Mona Charen

Ninety percent of the American opinion elite will fall for the old "historic breakthrough" conceit every time. The appeal of getting enemies in a room together, where they will shed their animosity and "reason together," is so profound that nothing as tiresome as experience can diminish its allure.

Don't talk to Secretary of State John Kerry or President Barack Obama of the League of Nations (which enjoyed such success ensuring world peace) or the Kellogg-Briand Pact, the 1928 treaty that outlawed war as an instrument of national policy. Fifty-four countries, including all the major belligerents of World War II, signed the pact.
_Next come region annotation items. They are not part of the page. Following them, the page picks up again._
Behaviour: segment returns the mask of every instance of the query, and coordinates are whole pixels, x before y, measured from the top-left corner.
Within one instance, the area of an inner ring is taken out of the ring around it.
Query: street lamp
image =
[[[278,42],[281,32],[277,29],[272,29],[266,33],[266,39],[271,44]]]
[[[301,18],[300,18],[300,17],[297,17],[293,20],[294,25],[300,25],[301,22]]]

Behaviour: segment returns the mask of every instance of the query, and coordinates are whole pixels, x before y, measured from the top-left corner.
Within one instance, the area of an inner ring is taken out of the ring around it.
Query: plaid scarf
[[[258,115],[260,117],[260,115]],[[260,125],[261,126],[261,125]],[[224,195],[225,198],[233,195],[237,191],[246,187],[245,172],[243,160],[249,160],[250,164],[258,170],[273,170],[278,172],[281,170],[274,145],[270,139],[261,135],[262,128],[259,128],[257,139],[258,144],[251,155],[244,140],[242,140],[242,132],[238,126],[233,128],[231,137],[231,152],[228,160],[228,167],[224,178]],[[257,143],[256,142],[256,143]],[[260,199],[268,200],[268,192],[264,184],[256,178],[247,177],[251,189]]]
Don't mention the series of "breakthrough agreements" between the United States and North Korea (Claudia Rosett offers a timely reminder), in which we thrice (1994, 2005 and 2007) offered security guarantees, food aid, diplomatic concessions and cash in exchange for North Korea's promise to discontinue its nuclear program. The very same person who handled negotiations with North Korea for the Clinton Administration, Wendy Sherman, is now heading up the U.S. team and stroking the Iranians. (The George W. Bush administration, more immune than most to the siren call of diplomatic breakthroughs, did fall into the trap with North Korea.)
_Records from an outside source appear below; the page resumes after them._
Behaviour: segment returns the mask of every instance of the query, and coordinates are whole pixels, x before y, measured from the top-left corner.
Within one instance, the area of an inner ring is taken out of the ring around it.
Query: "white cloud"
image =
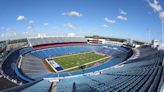
[[[75,16],[75,17],[81,17],[82,16],[82,14],[80,12],[77,12],[77,11],[64,12],[64,13],[62,13],[62,15]]]
[[[124,21],[128,20],[127,17],[122,16],[122,15],[117,16],[117,19],[124,20]]]
[[[49,25],[49,23],[44,23],[43,25],[44,25],[44,26],[48,26],[48,25]]]
[[[109,25],[104,24],[103,27],[105,27],[105,28],[109,28]]]
[[[159,14],[160,20],[162,23],[164,23],[164,11],[159,3],[159,1],[154,0],[151,2],[150,0],[147,0],[149,6],[154,10],[154,12],[157,12]]]
[[[104,18],[105,22],[107,23],[115,23],[116,21],[115,20],[110,20],[109,18]]]
[[[18,21],[24,21],[25,19],[26,19],[25,16],[18,16],[18,17],[17,17],[17,20],[18,20]]]
[[[27,29],[32,29],[34,27],[34,21],[33,20],[30,20],[28,22],[28,26],[27,26]]]
[[[42,38],[42,37],[47,37],[46,33],[38,33],[37,37]]]
[[[75,30],[76,29],[76,27],[74,25],[72,25],[71,23],[64,24],[64,27],[69,28],[71,30]]]
[[[75,33],[68,33],[67,36],[68,36],[68,37],[75,37],[76,34],[75,34]]]
[[[122,14],[122,15],[127,15],[127,13],[126,13],[124,10],[119,9],[119,11],[120,11],[120,14]]]
[[[155,12],[161,12],[162,11],[162,7],[161,7],[160,3],[157,0],[154,0],[154,2],[151,2],[150,0],[147,0],[147,2],[149,4],[149,6],[151,8],[153,8],[153,10]]]
[[[34,21],[33,21],[33,20],[30,20],[30,21],[29,21],[29,24],[34,24]]]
Kerry, denying the Geneva Accord is a naive exercise in wishful thinking, pleads that we need to "put to the test Iran's words and intentions." Any contract requires a meeting of the minds. Kerry keeps saying that we don't need to trust the Iranians because we will be checking them at every stage. But if the parties do not even agree to what they've just signed in the 18 hours after inking a document, how well is verification going to go? Mohammad Zarif, Iran's chief negotiator, asserted that the agreement takes the threat of force off the table and enshrines Iran's "right" to enrich uranium. Kerry flatly denies both. Nice start.

Kerry also challenged Iran to "prove" to the world that its nuclear program is only for "peaceful purposes." Is that a question an adult, far less America's chief diplomat, should pose? Iran controls the world's fourth largest supplies of oil and second largest reserves of natural gas. Are we to believe that Iran is pursuing nuclear power because of concern about climate change? How exactly would Iran's active research on nuclear weapons design and development of ballistic-missile technology suit that explanation?

Mona Charen

Mona Charen is a syndicated columnist, political analyst and author of Do-Gooders: How Liberals Hurt Those They Claim to Help .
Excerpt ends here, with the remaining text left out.